Your healthcare professional’s medical notes, their diagnoses, the tests they have performed, and their medical opinions regarding your impairment all play a big role in how social security determines whether you are disabled.
In many instances, medical evidence is the key indicating factor regarding your injury and how your claim functions. On top of the concrete medical analysis that doctors can provide, they can also give context on your medical history and how you have functioned in the past. If they do not have accurate information regarding these things, it is likely your claim will not be adequately represented due to the inconsistencies between you and your doctor’s historical recollections.

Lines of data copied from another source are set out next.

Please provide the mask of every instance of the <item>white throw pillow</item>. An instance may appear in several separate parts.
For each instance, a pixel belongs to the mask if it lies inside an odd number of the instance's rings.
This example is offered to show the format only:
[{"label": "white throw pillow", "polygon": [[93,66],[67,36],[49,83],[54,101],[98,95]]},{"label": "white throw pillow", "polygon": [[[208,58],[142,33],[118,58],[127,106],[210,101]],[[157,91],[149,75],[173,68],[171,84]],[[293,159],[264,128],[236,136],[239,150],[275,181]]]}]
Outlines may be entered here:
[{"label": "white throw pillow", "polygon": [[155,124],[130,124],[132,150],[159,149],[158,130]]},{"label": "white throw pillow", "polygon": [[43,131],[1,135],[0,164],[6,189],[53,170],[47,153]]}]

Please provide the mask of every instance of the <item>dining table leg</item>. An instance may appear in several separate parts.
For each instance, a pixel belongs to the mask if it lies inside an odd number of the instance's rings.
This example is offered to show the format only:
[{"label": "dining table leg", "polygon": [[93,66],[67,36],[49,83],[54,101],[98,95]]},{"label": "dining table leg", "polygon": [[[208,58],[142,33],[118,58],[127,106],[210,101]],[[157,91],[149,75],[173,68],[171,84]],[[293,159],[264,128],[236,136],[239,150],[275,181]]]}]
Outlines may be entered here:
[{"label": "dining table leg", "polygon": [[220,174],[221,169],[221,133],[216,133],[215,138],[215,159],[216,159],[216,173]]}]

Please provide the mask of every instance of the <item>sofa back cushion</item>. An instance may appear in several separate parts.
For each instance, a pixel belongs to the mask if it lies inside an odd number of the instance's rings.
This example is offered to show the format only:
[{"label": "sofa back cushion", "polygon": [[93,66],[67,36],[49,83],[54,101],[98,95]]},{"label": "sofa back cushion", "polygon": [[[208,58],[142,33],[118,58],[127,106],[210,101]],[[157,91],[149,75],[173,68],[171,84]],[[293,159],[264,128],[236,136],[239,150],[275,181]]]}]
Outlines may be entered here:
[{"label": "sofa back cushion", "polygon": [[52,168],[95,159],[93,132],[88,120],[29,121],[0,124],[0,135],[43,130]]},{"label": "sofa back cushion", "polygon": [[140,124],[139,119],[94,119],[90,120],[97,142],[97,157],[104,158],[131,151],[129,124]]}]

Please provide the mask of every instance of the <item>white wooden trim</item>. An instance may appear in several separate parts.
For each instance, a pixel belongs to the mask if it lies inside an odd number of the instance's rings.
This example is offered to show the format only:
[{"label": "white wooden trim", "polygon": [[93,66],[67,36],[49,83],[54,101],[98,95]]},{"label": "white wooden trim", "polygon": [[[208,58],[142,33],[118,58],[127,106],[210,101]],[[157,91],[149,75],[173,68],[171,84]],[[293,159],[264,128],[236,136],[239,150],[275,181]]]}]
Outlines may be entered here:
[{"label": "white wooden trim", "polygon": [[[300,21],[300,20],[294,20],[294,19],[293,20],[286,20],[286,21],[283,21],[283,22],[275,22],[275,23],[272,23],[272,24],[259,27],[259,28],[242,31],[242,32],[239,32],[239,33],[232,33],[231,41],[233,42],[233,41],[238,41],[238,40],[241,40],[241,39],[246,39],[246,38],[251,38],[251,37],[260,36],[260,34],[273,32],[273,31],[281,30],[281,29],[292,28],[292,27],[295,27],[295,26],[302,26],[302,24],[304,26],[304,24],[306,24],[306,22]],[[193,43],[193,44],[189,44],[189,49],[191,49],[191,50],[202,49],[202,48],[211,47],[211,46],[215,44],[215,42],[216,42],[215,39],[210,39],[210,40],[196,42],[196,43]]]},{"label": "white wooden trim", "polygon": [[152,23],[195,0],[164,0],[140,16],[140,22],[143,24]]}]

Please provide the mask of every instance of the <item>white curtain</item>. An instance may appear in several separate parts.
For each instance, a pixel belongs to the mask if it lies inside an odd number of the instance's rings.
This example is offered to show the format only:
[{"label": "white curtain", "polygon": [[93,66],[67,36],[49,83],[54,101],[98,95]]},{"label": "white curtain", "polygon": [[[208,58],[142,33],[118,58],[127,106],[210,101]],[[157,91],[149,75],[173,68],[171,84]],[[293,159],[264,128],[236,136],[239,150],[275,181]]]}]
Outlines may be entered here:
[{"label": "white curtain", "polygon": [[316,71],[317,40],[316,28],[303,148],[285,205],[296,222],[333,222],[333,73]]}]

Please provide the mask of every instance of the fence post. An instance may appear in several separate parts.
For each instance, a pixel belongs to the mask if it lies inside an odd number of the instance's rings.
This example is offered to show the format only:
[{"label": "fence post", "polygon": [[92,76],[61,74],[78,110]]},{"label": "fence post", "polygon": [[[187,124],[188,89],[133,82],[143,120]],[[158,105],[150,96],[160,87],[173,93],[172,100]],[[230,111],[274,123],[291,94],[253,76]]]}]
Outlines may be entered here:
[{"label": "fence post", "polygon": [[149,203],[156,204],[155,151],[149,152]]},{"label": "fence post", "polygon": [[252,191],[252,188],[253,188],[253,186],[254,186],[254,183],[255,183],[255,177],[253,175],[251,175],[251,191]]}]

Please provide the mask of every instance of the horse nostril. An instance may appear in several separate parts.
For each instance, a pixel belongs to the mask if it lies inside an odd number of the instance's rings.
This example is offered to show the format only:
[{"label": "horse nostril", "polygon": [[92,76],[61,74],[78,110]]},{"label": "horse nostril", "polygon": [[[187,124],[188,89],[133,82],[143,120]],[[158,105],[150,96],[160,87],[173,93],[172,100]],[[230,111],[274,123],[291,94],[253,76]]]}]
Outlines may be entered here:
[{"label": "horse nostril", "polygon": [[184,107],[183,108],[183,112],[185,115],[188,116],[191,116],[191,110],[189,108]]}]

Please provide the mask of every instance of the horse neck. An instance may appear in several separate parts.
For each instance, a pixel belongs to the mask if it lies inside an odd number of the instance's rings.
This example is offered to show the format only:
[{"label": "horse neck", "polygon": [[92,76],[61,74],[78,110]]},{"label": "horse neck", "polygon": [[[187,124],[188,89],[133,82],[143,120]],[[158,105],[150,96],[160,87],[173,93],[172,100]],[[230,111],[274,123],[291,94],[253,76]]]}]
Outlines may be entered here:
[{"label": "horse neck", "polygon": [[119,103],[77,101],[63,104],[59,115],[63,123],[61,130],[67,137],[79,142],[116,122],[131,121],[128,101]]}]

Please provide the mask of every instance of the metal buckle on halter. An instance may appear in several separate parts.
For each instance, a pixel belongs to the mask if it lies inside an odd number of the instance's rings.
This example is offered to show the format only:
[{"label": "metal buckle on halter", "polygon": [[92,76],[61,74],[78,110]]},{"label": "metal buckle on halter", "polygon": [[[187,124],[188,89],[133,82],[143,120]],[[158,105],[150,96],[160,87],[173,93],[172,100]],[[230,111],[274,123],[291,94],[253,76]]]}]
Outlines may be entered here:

This can severely impact the credibility of your claim, so it is important to ensure that you and your doctor are on the same page.
Given that most cases are built around the medical professional’s accounts, you must develop consistency with your doctor to bolster the legitimacy of your claim in the eyes of the social security judges who will decide your case.
What Happens At The Disability Evaluation? How Do I Prove I’m Disabled Or What Medical Evidence Will Prove My Case?
It is worth knowing that there are different points during the case where you may be evaluated by a physician selected by the social security administration to prove your disability.
Believe it or not, not every claimant has to go before a separate disability evaluator. Quite often, the documentation of your physical limitations may already be in your treating physician’s records. However, if you allege any kind of mental impairment, you will have to go see a psychologist.
The way you prove you’re disabled is by going through a 5-step sequential evaluation process. These often include questions such as:
- “Even with your limitations, are you able to return to your prior work?”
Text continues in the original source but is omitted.